Our interest in the tumor microbiome was sparked almost by chance. In 2012 we published a paper (Straussman et al, Nature 2012) demonstrating that stromal cells can modulate the sensitivity of cancer cells to chemotherapy. In one of these cases, we later found that it was a mycoplasma bacteria infecting the stromal cells rather than the stromal cells themselves that conferred resistance to the drug gemcitabine. We followed up on this story demonstrating that the majority of human pancreatic tumors contain bacteria and that, in many cases, these bacteria can degrade the drug gemcitabine into an inactive metabolite. (Geller et al, Science 2017)
In the last few years, we have developed multiple methods to better detect, characterize and visualize bacteria in human tumors. We also expanded our study to many additional tumor types finding that each tumor type has a distinct microbiome composition. Visualization assays demonstrated that intra-tumor bacteria are mostly intracellular and are present in both cancer and immune cells. We also found interesting associations between the specific tumor bacteria (or their functions) and the makeup of the specific microenvironment these bacteria live in. (Nejman et al, Science 2020).
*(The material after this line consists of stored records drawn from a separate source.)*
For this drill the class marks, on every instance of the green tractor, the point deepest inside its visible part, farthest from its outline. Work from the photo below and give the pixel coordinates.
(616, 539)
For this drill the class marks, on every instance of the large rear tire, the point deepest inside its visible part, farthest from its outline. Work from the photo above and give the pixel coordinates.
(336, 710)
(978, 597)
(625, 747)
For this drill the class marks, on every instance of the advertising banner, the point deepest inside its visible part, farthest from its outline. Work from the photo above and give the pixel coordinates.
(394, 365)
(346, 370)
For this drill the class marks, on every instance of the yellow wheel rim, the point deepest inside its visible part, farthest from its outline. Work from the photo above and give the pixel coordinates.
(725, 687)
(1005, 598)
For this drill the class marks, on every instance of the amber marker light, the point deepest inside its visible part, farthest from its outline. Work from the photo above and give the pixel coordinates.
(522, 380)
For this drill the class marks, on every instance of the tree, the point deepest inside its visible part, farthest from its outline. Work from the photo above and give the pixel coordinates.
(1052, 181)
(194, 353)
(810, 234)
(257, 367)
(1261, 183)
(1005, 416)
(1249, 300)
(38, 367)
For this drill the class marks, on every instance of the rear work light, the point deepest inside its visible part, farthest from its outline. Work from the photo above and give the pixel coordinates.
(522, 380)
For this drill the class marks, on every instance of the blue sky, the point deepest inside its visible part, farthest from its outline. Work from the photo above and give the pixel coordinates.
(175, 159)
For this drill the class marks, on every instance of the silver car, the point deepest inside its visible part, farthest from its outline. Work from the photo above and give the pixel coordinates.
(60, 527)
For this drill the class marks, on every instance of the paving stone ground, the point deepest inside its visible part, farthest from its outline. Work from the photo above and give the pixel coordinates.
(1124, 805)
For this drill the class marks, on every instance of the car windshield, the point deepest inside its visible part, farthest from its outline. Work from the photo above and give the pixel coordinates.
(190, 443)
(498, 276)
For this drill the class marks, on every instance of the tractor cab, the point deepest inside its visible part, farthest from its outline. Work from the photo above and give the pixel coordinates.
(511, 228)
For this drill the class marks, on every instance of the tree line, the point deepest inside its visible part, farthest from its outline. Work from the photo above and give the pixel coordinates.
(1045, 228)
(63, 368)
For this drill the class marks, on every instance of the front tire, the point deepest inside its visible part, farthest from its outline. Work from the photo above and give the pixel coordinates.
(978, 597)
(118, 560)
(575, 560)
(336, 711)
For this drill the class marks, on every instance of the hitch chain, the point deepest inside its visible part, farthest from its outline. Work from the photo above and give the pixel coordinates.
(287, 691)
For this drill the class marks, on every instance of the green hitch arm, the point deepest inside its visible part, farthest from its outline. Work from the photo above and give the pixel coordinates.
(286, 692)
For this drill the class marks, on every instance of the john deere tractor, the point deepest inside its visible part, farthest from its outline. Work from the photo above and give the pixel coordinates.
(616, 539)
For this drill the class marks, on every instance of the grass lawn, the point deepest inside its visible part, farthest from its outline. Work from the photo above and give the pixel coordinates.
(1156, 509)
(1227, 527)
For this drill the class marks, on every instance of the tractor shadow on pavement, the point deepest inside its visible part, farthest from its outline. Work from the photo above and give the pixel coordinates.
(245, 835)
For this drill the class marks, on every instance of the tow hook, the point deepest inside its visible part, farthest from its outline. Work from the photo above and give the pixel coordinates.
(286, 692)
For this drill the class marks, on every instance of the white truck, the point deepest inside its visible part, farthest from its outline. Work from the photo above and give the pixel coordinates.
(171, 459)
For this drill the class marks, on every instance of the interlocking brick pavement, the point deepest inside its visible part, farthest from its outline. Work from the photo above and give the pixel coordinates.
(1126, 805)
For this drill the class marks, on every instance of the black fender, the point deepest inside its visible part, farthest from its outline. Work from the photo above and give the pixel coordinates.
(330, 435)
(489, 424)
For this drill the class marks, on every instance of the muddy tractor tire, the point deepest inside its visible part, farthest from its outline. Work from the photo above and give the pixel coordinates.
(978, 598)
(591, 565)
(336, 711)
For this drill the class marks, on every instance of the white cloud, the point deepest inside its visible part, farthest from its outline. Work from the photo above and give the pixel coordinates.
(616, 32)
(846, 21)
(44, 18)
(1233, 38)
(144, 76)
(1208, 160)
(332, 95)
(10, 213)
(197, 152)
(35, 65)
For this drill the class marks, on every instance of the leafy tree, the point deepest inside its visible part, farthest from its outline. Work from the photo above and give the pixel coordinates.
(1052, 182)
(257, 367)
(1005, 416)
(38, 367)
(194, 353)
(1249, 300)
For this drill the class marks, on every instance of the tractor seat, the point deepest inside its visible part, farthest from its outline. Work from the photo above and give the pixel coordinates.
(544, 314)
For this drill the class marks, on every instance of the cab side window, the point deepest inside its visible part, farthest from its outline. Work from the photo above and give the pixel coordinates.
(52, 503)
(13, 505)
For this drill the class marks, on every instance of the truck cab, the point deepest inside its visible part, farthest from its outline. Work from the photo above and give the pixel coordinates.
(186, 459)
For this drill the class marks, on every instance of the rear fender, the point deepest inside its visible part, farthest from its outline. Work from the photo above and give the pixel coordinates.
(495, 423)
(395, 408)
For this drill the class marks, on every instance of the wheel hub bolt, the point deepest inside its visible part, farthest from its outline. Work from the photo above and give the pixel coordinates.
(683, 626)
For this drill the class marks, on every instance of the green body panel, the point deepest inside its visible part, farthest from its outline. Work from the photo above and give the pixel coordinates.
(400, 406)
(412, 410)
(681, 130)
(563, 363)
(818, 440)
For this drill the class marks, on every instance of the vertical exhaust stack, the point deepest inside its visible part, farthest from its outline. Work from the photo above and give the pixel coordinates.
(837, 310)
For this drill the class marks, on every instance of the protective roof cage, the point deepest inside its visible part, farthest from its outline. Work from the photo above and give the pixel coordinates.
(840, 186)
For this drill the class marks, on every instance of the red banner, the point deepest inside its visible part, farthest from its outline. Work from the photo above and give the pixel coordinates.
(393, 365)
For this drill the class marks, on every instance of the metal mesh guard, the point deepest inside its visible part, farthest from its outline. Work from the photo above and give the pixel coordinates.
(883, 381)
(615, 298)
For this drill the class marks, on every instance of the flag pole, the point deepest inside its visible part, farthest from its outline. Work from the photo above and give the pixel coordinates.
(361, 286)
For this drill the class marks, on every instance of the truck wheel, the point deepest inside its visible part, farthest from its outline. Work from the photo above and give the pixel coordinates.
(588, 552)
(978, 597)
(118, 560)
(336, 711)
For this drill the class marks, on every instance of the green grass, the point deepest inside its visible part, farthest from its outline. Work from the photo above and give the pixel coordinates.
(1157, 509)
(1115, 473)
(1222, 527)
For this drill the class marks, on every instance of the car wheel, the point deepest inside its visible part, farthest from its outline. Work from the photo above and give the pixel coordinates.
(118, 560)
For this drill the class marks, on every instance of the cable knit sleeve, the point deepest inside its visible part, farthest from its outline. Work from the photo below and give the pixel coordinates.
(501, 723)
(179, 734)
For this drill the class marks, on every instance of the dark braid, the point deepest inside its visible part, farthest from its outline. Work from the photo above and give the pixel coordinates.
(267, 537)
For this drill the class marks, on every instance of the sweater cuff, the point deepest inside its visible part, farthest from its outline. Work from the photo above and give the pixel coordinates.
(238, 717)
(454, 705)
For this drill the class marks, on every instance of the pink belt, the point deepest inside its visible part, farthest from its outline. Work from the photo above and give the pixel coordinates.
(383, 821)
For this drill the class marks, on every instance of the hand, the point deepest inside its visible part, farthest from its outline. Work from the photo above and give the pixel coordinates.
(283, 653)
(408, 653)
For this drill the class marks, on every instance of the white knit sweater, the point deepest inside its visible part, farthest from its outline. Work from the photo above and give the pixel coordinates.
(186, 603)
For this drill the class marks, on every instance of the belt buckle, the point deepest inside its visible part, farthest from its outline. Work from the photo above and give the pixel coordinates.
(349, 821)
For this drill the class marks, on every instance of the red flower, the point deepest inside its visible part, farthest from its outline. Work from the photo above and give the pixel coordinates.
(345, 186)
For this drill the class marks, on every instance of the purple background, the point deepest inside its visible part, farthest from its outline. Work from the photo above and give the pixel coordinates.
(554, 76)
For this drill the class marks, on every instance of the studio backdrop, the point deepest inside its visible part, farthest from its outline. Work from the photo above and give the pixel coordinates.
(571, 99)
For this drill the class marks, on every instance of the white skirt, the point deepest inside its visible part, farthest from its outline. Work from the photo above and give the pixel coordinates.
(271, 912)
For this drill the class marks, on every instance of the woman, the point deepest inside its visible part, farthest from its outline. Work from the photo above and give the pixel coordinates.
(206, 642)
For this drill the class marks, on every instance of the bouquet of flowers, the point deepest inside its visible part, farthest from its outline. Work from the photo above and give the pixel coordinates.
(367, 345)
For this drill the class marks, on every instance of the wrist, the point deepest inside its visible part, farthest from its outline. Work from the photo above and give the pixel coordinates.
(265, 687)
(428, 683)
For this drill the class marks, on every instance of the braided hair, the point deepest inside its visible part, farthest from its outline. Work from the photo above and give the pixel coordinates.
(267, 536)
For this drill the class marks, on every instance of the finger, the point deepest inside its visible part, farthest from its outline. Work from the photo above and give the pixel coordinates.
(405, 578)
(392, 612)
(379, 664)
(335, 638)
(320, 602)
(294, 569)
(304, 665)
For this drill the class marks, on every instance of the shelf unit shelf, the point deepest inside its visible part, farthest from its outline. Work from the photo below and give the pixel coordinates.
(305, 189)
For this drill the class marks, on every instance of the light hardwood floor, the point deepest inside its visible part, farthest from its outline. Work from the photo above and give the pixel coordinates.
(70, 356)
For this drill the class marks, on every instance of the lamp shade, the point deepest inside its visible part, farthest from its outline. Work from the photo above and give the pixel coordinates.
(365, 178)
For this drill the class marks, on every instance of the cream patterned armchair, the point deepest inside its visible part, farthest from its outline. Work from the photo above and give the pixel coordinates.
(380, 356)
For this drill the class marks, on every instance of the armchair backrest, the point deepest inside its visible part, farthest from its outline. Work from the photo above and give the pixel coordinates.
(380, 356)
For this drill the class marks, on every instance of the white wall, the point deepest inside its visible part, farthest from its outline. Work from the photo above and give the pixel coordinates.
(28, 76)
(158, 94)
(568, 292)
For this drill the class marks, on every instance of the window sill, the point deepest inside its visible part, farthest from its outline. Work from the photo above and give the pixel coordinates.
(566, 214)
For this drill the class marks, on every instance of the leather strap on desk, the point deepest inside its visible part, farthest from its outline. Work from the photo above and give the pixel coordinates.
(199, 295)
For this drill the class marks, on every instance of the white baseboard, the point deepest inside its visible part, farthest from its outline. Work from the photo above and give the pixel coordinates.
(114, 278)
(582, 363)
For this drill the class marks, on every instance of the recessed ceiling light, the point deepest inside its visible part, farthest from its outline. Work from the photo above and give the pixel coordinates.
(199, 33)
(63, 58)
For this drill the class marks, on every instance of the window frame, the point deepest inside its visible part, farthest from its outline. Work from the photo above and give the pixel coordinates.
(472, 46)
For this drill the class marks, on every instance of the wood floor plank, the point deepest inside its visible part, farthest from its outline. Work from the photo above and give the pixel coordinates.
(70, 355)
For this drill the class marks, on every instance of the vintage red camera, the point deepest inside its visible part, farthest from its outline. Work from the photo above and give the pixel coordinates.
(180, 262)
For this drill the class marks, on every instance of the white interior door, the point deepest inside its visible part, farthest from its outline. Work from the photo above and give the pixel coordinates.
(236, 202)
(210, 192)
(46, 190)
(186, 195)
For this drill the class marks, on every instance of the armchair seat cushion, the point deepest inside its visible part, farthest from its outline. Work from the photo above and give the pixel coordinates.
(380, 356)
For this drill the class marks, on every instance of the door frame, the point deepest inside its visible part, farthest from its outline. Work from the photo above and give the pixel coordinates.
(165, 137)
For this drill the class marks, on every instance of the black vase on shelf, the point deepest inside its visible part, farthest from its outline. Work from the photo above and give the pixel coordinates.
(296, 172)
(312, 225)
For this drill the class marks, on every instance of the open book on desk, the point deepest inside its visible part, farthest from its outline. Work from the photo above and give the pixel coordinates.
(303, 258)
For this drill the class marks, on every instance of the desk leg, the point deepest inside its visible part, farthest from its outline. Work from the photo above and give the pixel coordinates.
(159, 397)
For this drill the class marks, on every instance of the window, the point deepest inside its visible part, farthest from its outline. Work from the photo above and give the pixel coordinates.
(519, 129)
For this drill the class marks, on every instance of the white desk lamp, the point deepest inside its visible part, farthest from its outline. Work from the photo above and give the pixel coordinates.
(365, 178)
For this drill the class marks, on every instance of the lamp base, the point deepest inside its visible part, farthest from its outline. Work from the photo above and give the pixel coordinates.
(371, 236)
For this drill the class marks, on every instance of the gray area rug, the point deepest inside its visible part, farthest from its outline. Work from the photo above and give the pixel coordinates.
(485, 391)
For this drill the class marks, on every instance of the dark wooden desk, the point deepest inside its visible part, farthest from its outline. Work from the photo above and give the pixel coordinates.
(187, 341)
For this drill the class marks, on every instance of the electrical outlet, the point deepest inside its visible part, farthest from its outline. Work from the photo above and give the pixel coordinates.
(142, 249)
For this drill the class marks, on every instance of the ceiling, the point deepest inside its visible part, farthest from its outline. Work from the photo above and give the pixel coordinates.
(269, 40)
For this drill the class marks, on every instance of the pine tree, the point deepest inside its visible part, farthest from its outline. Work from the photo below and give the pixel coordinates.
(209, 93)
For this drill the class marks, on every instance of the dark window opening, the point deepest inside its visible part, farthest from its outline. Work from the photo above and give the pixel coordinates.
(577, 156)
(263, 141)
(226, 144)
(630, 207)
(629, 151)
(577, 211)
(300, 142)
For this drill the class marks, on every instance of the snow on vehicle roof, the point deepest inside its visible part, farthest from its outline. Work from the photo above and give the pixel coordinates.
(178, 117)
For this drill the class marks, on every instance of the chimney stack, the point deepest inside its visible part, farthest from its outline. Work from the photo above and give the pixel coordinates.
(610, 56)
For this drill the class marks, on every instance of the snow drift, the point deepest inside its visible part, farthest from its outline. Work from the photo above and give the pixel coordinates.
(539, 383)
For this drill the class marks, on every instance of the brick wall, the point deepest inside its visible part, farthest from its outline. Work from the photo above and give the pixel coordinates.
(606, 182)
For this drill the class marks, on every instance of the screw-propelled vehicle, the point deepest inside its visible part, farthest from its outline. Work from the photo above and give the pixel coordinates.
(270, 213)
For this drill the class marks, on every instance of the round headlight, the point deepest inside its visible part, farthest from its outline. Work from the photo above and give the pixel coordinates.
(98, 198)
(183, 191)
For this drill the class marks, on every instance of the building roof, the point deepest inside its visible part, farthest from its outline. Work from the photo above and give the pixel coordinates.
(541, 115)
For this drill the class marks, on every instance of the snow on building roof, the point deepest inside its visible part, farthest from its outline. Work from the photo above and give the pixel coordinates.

We are currently studying various aspects of the tumor microbiome. Some examples include:
- Characterization of the human tumor microbiome across additional tumor types
- The effect of the tumor (and gut) microbiome on resistance to cytotoxic, targeted and immune mediated anti-cancer therapies.
- Characterization of the cross talk between bacteria and human cancer cells.
- Finding novel ways to manipulate the tumor/gut microbiome in order to affect different hallmarks of cancer.